But new technologies are changing the way people organise their social relations over space and it is now just as easy to build strong working relationships with partners thousands of kilometres distant as in the next office. So why are governments across the world investing billions of euros in developing ‘innovation campuses’ that are justified precisely on the grounds that they help build up dense inter-personal networks that can help drive innovation processes?
Answering this wicked question lies at the heart of the rationale of the International Working Group on the Social Dynamics of Innovation Networks, co-organised by the Institute of Innovation and Governance Studies at the University of Twente.
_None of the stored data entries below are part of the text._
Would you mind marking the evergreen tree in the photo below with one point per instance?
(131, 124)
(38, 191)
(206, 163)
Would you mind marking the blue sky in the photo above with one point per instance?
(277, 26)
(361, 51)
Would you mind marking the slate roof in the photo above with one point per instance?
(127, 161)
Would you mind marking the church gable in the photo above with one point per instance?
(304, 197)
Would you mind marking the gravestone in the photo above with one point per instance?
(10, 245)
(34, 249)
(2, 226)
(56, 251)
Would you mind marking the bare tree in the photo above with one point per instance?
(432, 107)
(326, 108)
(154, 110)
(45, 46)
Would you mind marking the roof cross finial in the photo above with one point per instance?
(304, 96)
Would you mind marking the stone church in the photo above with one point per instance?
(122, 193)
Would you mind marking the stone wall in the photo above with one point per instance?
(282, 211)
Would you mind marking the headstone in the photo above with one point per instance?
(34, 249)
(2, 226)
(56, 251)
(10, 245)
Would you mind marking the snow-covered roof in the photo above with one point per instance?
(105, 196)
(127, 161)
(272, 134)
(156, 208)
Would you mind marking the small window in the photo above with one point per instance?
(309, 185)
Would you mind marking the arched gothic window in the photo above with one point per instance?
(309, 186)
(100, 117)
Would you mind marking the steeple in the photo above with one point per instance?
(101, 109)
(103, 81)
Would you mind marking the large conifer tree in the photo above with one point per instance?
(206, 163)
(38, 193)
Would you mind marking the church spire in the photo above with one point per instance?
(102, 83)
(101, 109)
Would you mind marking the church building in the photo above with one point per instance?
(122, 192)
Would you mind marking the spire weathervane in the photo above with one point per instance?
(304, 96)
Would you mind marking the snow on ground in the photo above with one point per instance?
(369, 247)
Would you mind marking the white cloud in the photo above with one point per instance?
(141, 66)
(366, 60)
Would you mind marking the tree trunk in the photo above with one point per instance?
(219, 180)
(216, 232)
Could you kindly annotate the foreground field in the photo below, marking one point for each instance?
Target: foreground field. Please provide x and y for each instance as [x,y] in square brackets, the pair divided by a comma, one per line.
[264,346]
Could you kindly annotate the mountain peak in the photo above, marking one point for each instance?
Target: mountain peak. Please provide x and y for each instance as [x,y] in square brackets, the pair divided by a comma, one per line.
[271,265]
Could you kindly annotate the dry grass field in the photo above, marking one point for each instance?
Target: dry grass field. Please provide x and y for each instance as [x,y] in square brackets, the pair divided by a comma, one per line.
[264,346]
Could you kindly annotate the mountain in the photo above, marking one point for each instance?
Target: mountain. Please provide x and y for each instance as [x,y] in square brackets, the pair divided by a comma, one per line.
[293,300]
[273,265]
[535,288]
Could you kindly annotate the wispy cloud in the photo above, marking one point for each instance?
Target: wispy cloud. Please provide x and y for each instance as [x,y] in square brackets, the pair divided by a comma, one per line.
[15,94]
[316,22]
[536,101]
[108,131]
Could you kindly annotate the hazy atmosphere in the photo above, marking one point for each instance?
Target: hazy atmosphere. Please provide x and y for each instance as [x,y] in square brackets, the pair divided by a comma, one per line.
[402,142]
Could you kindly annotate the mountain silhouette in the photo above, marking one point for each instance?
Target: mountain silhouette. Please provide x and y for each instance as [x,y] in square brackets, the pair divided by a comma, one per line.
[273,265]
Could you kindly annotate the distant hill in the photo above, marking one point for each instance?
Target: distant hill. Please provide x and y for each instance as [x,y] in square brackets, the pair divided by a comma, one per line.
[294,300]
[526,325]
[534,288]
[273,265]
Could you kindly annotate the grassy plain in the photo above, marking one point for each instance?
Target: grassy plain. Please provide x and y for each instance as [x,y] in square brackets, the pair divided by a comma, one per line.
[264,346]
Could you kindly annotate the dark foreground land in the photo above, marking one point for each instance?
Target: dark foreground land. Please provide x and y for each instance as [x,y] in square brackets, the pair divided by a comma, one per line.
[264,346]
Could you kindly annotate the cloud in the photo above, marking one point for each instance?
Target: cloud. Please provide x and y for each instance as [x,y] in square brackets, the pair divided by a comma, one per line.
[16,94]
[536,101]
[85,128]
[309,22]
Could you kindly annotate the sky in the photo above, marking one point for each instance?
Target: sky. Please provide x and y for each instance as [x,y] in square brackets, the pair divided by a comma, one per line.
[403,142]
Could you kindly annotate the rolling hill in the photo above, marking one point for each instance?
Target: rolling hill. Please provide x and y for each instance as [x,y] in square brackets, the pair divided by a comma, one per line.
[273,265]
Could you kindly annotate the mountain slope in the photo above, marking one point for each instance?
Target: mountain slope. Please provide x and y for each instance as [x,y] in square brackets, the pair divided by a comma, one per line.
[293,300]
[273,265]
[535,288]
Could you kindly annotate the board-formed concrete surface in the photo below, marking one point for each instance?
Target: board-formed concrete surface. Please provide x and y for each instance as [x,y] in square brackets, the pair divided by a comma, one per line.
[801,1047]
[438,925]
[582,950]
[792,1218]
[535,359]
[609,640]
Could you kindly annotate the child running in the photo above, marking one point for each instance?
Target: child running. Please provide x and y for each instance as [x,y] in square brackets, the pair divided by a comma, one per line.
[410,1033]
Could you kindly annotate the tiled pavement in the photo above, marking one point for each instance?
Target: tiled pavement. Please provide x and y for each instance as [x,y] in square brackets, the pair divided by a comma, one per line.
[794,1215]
Over the last five years, the network has convened workshops in Nijmegen, Delft, Newcastle-upon-Tyne, Glasgow, Tampere, and Aachen that have sought to understand the relationship between innovative individuals, their wider social and professional networks, and the physical spaces within which they carry out their innovation. The results of their deliberations have finally been brought together in a volume within the prestigious Regional Studies Association book series, Regions and Cities, published by Routledge, entitled the Social dynamics of innovation networks.
To mark this publication of this important work, the 2014 SDIN network meeting was arranged in Limburg, a province which is placing great emphasis on the development of new campus spaces to better position regional firms, universities and policy-makers within global innovation networks. The province is investing hundreds of millions of euros in developing new ‘knowledge community precincts’ at Greenport Venlo, the Heerlen Smart Services Hub and the Maastricht Health campus as well as the Limburg Knowledge Axis to create smaller cluster campuses across the region. A key site for Limburg is the Chemelot Campus for chemistry and new materials, and this provided the ideal opportunity for policy-makers to reflect on and digest the lessons of how to optimise local knowledge campuses to optimise contribution to innovation in international networks.
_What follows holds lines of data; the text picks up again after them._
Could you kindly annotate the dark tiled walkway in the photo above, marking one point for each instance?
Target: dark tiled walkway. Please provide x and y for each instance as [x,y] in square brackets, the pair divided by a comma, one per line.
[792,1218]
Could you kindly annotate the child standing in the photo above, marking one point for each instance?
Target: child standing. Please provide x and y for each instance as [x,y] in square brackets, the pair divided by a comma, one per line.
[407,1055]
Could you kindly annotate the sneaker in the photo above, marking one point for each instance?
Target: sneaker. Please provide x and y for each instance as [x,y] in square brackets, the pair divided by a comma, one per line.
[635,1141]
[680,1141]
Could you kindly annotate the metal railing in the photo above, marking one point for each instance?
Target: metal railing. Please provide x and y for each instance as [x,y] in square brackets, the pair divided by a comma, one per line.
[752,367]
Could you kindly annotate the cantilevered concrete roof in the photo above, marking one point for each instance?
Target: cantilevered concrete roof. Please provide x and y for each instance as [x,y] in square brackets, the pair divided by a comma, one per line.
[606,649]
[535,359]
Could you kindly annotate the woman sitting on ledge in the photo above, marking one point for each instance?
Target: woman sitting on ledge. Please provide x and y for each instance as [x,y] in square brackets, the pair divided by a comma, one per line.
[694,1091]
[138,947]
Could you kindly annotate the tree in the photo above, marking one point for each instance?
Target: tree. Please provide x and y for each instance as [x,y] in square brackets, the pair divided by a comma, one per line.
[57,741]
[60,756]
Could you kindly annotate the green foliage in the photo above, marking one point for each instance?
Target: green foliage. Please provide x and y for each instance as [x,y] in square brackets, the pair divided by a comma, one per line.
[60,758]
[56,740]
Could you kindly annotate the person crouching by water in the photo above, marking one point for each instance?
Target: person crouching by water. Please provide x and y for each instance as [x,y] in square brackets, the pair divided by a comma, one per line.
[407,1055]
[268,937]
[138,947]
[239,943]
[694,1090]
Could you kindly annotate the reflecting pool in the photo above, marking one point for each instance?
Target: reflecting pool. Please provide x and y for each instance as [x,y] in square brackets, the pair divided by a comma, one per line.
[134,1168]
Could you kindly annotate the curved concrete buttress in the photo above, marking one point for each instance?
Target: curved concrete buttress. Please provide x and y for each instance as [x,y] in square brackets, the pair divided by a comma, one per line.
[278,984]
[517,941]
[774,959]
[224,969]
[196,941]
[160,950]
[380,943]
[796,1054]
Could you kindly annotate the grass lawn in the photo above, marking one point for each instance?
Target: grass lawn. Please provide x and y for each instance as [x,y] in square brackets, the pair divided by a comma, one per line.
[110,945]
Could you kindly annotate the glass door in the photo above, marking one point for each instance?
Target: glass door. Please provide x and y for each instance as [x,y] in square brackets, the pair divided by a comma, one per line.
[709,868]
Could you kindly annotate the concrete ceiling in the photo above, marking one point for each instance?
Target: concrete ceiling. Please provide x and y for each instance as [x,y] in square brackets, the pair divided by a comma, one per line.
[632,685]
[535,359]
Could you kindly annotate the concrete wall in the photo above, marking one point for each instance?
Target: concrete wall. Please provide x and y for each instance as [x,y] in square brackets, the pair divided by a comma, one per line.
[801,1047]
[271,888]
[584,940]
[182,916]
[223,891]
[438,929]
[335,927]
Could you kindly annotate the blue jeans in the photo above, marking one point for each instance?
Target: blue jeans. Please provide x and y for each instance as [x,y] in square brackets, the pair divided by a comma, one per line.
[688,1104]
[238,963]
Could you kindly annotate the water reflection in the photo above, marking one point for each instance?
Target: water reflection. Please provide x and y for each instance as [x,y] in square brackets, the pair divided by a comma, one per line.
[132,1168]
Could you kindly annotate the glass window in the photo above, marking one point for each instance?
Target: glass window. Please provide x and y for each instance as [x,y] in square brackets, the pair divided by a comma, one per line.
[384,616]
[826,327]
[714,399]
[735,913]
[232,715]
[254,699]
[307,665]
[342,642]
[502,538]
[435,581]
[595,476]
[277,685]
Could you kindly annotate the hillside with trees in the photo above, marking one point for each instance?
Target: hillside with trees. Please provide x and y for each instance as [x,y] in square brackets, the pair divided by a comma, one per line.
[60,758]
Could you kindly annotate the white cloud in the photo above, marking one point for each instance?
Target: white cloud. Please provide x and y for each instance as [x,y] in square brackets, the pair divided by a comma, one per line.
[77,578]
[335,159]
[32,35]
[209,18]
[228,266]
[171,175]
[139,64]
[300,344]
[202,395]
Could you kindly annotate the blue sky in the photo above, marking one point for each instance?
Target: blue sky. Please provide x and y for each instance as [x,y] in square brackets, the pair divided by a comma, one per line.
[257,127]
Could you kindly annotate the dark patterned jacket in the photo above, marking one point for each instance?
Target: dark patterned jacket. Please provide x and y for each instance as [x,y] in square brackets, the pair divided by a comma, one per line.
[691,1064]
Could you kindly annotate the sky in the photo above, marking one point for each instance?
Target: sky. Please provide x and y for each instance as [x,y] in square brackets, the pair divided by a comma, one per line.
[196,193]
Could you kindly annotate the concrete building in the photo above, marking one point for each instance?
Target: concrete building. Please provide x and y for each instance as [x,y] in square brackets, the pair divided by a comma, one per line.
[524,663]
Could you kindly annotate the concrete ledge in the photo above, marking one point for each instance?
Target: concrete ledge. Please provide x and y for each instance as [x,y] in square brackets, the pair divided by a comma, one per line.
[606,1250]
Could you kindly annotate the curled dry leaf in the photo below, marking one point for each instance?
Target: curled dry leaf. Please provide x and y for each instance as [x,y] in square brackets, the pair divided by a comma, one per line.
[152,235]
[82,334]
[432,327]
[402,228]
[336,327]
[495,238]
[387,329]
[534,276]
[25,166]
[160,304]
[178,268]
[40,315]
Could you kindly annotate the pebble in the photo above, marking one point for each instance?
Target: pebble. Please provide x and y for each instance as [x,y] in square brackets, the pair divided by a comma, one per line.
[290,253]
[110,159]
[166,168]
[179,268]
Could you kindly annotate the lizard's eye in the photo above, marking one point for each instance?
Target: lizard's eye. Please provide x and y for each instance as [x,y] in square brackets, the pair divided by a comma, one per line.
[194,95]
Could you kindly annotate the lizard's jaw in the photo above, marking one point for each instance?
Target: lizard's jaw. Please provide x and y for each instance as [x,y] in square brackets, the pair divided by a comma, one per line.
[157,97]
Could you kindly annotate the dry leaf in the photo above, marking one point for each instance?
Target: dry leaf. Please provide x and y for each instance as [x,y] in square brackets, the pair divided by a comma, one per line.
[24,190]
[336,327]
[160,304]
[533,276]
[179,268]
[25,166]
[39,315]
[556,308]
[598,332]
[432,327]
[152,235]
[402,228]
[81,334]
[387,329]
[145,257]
Alongside a full academic programme of twelve scientific processes, a policy panel of speakers from the Open University, Dutch Ministry of Economic Affairs, DG REGIO of the European Commission and the Province of Limburg presented their reflections on the policy challenges facing the development of smart, networked innovation campuses. The King’s Commissioner of the Province of Limburg, Theo Bovens, observed:
“The campus is not an end unto itself. The region’s small and medium-sized enterprises must also be linked, the region needs to attract new businesses, residents need employment, and our young people need education and training. We need to foster an entrepreneurial spirit to translate new expertise and research results into economic activity throughout the province. These are precisely the aspects that we as the provincial government wish to stimulate.”
The policy panel culminated with a launch of the book “the Social Dynamics of Innovation Networks”: to formally mark the occasion of that launch, the first official copy of the book was presented to Drs. Bovens.